Strange term, I know. For those that aren't familiar, beta culture is a trend where products that typically spend weeks or months in testing are finding their way to your fingertips much more quickly. It used to be that testing cycles ruled release dates. Nothing made it out until it was perfect--until enough data had been collected to ensure that test groups were satisfied with a product. Now, many companies are willing to put an imperfect product in your hands knowingly, realizing that you won't mind. In fact, you have become the beta tester. You are providing feedback directly about the product you have invested in, hoping that it will improve.

When we think about the implications this has for our culture--and education by extension--this is actually a pretty interesting mindset shift. We have gone from expecting perfection and refusing anything less, to accepting an interesting idea on its merit. And wanting more enough that we are willing to be part of the growth future of the product.

Another interesting implication of this shift is the acknowledgment of the audience as the barometer for success. Sometimes our vision for a product isn't even what people want -- maybe they like a feature or an interface -- something that isn't even essential to the original idea.

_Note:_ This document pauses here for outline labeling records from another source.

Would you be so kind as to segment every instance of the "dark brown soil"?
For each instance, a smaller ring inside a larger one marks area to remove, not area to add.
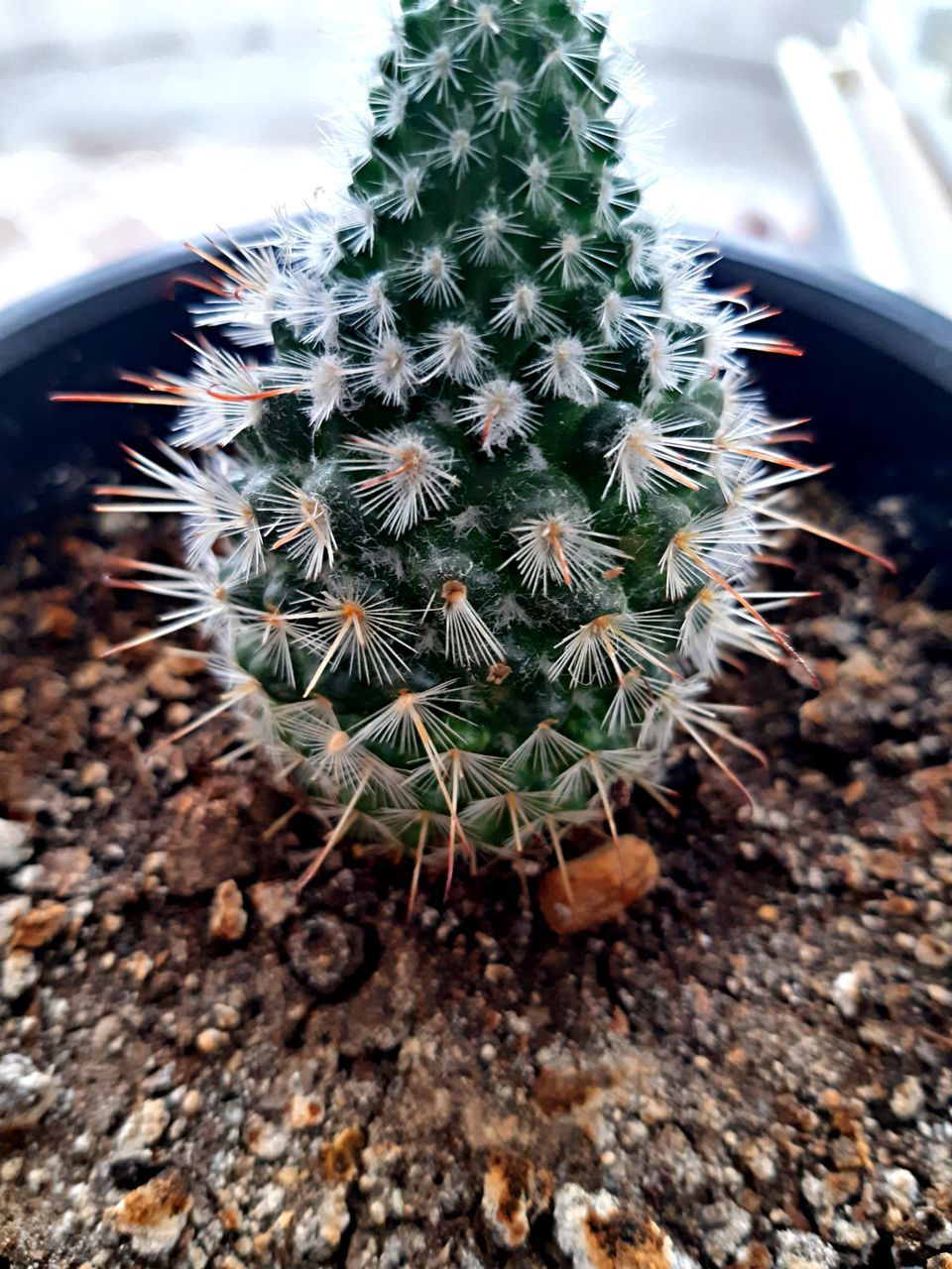
[[[0,570],[0,1265],[952,1265],[949,617],[798,548],[759,810],[680,750],[660,884],[560,939],[506,871],[296,904],[320,825],[227,723],[149,756],[212,690],[98,657],[151,604],[77,532]]]

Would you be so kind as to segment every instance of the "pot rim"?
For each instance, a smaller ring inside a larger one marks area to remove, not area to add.
[[[261,225],[231,235],[260,241]],[[819,269],[726,236],[706,240],[721,273],[758,275],[758,289],[783,308],[845,331],[952,393],[952,320],[905,296],[835,269]],[[0,376],[63,340],[88,334],[166,296],[170,274],[195,268],[184,246],[166,244],[69,278],[0,310]]]

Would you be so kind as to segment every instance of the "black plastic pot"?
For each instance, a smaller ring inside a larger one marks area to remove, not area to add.
[[[762,357],[757,373],[779,416],[810,415],[811,458],[826,483],[872,514],[908,500],[913,536],[904,589],[927,580],[952,596],[952,322],[859,280],[815,273],[748,246],[721,245],[715,283],[753,287],[783,310],[773,325],[806,353]],[[159,411],[53,405],[57,388],[108,388],[117,368],[185,371],[188,312],[171,278],[180,249],[138,256],[0,313],[0,541],[84,505],[117,467],[117,442],[160,430]]]

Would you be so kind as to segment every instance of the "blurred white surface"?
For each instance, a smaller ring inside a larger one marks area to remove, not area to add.
[[[885,0],[883,0],[885,3]],[[908,0],[895,0],[905,4]],[[909,0],[915,3],[915,0]],[[774,56],[862,0],[616,0],[665,129],[651,199],[843,263]],[[317,123],[359,103],[377,0],[0,0],[0,303],[320,198]]]

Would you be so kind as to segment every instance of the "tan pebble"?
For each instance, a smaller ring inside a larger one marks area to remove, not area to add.
[[[585,1269],[671,1269],[671,1240],[647,1217],[619,1207],[607,1190],[562,1185],[555,1200],[555,1237],[574,1265]]]
[[[145,982],[152,972],[154,961],[142,948],[136,948],[122,962],[122,968],[129,975],[133,982]]]
[[[920,934],[915,940],[915,959],[929,970],[944,970],[952,961],[952,944],[934,934]]]
[[[261,1115],[251,1113],[245,1119],[245,1143],[258,1159],[269,1162],[281,1159],[288,1148],[288,1134],[278,1124],[268,1123]]]
[[[10,947],[42,948],[56,938],[65,924],[65,904],[38,904],[29,912],[14,916]]]
[[[227,1032],[217,1027],[206,1027],[195,1036],[195,1048],[199,1053],[216,1053],[228,1043]]]
[[[538,883],[538,902],[556,934],[575,934],[613,920],[658,881],[658,858],[641,838],[625,834],[570,859],[565,871],[571,897],[560,868],[552,868]]]
[[[265,930],[281,925],[294,906],[293,887],[283,881],[259,881],[249,888],[251,906]]]
[[[39,982],[39,966],[27,948],[17,948],[4,961],[0,976],[0,995],[4,1000],[19,1000]]]
[[[248,912],[237,883],[228,878],[215,891],[208,916],[208,934],[213,939],[236,943],[248,928]]]
[[[198,1089],[188,1089],[185,1096],[182,1099],[182,1113],[193,1119],[202,1109],[202,1094]]]
[[[925,1093],[914,1075],[908,1076],[892,1090],[890,1109],[897,1119],[915,1119],[925,1105]]]
[[[494,1151],[482,1175],[482,1214],[501,1247],[520,1247],[529,1236],[533,1212],[548,1207],[551,1178],[537,1174],[532,1160]]]
[[[192,1195],[178,1169],[161,1173],[107,1211],[119,1233],[132,1237],[135,1251],[166,1255],[182,1236],[192,1211]]]
[[[324,1119],[324,1103],[319,1098],[296,1093],[288,1101],[284,1114],[288,1126],[294,1132],[300,1132],[302,1128],[314,1128]]]
[[[334,1141],[322,1142],[317,1160],[321,1176],[329,1185],[345,1184],[357,1176],[363,1143],[363,1128],[358,1127],[341,1128]]]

I like this graphic from Demetri Martin that shows what success looks like - it's an involved journey that takes you many places, not a straight shot from point A to point B.


Beta culture actually suggests another wrinkle to this graphic. That we recognize it's a process. We accept something isn't perfect, and that's okay. We still put our idea out for the world to see, and use the feedback to create something people really love.


How can we change assessment or our vision of academic success to reflect this cultural shift? How can we create feedback models that will inform development of ideas in ways that best meet the needs of our audience?

I don't know all the answers to those questions, but I think this is something we should definitely consider as we look to the future. When we emphasize things like growth mindset, entrepreneurial spirit, and design thinking, we must concede that beta culture is naturally a part of that. How can we use it?